Full throttle: Bikers on KTM (left) and Honda motorcycles compete during the UAE Desert Challenge on 31 October.
Full throttle: Bikers on KTM (left) and Honda motorcycles compete during the UAE Desert Challenge on 31 October.
Updated: Tue, Nov 06 2007. 12 20 AM IST
New Delhi/Mumbai: India’s second largest two-wheeler maker, Bajaj Auto Ltd, announced that it has picked up a 14.5% stake in Austrian sports bike maker KTM Power Sports AG in a bid to access engine technology it doesn’t have and gain a distribution network in Europe. At KTM’s Friday closing price of €58 (Rs3,308) a share, the transaction is valued at €57.9 million. Bajaj declined to say how much it paid, although the deal makes it the second largest shareholder in KTM after Cross Industries AG.
Full throttle: Bikers on KTM (left) and Honda motorcycles compete during the UAE Desert Challenge on 31 October.
Bajaj and KTM will jointly develop two engines—125cc and 250cc—using water-cooling technology, which generates more power for the same capacity than the air- and oil-cooled ones that Bajaj has been traditionally making. Water is a better conductor of heat and more suitable for hot countries such as India.
The engines will be made at Bajaj’s research and development centre at Akurdi in Pune, said Amit Nandi, general manager of marketing at Bajaj. The company plans to assemble bikes using these new engines at its Chakan plant, he said.
However, Nandi refused to say whether the company will pump in more money to expand capacity or shift some production of existing models outside Chakan to make room for the new product.
“The partnership is also another step in our globalization move,” said Nandi. “We have access to 720 KTM dealerships in Europe.” More than 16% of Bajaj’s sales of 2.7 million vehicles last year came from exports. The company expects overseas sales to account for 25% of overall sales in the next five years.
In India, Bajaj’s Probiking outlets—these sell only the higher powered Pulsar and Avenger models—will also sell fully built KTM bikes from the next financial year, starting in April. Bajaj, which also has a distribution chain in some South-East Asian nations such as the Philippines and Indonesia, will sell KTM models there, too. Nandi did not say whether Bajaj is also entering Thailand and Vietnam, saying only that these markets are also accessible to KTM through Bajaj.
“It is a win-win situation for both Bajaj Auto and KTM,” said Vaishali Jajoo, automotive analyst, Angel Broking Ltd. “It gives Bajaj access to ready-made technology.”
The Bajaj scrip declined by Rs28.5 or 1.2% in a weak Mumbai market to end the day at Rs2,394.9.

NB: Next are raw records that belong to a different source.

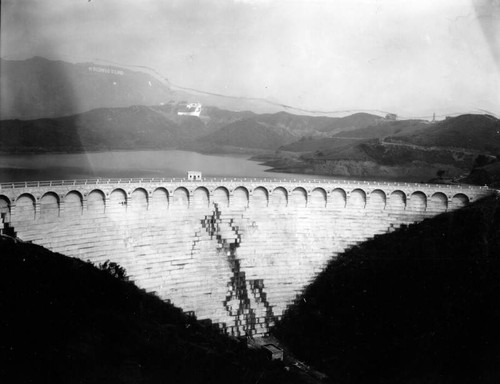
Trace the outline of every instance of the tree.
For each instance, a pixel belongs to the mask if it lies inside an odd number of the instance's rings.
[[[119,280],[127,279],[127,271],[125,268],[113,261],[106,260],[104,263],[99,264],[99,269],[108,272],[111,276]]]

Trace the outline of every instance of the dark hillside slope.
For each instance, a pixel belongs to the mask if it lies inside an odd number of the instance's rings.
[[[461,115],[395,139],[421,146],[467,148],[497,154],[500,152],[500,120],[490,115]]]
[[[196,117],[174,118],[149,107],[133,106],[54,119],[3,120],[0,151],[164,149],[199,135],[205,128]]]
[[[276,334],[337,383],[499,383],[499,203],[347,251]]]
[[[267,125],[255,119],[239,120],[204,136],[199,142],[243,148],[276,149],[298,139],[286,128]]]
[[[297,382],[132,283],[2,237],[0,313],[2,384]]]

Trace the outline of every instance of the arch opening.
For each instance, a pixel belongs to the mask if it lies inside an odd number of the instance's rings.
[[[104,213],[105,195],[100,189],[94,189],[87,196],[87,211],[91,215],[100,215]]]
[[[368,199],[368,208],[373,210],[384,210],[387,203],[387,198],[385,192],[376,189],[370,193],[370,198]]]
[[[187,209],[189,207],[189,192],[184,187],[179,187],[174,191],[172,197],[172,209]]]
[[[403,191],[393,191],[386,206],[392,211],[404,211],[406,208],[406,194]]]
[[[283,187],[275,188],[269,200],[272,207],[286,207],[288,205],[288,192]]]
[[[122,215],[127,211],[127,193],[121,189],[114,189],[108,198],[106,213],[110,215]]]
[[[290,203],[294,208],[305,208],[307,206],[307,191],[302,187],[295,188],[292,191]]]
[[[59,216],[59,196],[54,192],[47,192],[40,199],[40,218],[53,219]]]
[[[264,187],[257,187],[253,190],[252,194],[252,207],[265,208],[269,202],[269,194]]]
[[[16,200],[16,220],[35,219],[35,197],[29,193],[23,193]]]
[[[10,199],[4,195],[0,195],[0,219],[4,223],[10,222]]]
[[[137,188],[130,195],[130,208],[135,212],[148,210],[149,197],[144,188]]]
[[[248,207],[249,193],[245,187],[238,187],[233,191],[233,198],[231,199],[231,206],[234,208]]]
[[[205,187],[198,187],[193,192],[193,200],[190,208],[205,209],[208,208],[209,192]]]
[[[229,191],[226,187],[217,187],[213,193],[213,203],[219,208],[227,208],[229,206]]]
[[[436,192],[431,196],[428,204],[428,211],[430,212],[445,212],[448,209],[448,198],[444,193]]]
[[[326,191],[323,188],[313,189],[308,206],[312,208],[325,208],[327,199],[326,196]]]
[[[363,209],[366,206],[366,193],[362,189],[355,189],[349,195],[347,205],[351,209]]]
[[[332,208],[345,208],[347,193],[342,188],[335,188],[330,195],[330,201]]]
[[[70,191],[64,196],[64,216],[78,217],[83,212],[83,197],[78,191]]]
[[[451,209],[458,209],[469,204],[469,197],[463,193],[457,193],[451,198]]]
[[[427,196],[425,193],[416,191],[410,196],[407,210],[422,213],[427,209]]]
[[[168,191],[165,188],[156,188],[151,197],[151,207],[153,212],[167,211],[169,204]]]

In an August interview with Mint, managing director Rajiv Bajaj had indicated the company was looking to get the right kind of products before entering markets such as Europe and America, where a majority of bikes sold are higher powered and in the leisure segment. Most of the bikes Bajaj makes cater to the commuter segment. Its largest selling category runs on 100cc engines, an unprofitable segment for Bajaj, though market leader Hero Honda Ltd, makes money on it.
Bajaj has so far introduced models with maximum power of 220cc. It had earlier said it was capable of developing engines up to 600cc independently, though it hasn’t showcased any so far in the market. KTM sells sports and off-road bikes in a range of engine capacities: from sub-100cc to almost 1,000cc.
This is the second deal 40-year-old Rajiv Bajaj has cut this year after an alliance with Renault SA and Nissan Motor Co. Ltd to jointly develop a small car costing around $3,000. Bajaj is developing the engine for the car.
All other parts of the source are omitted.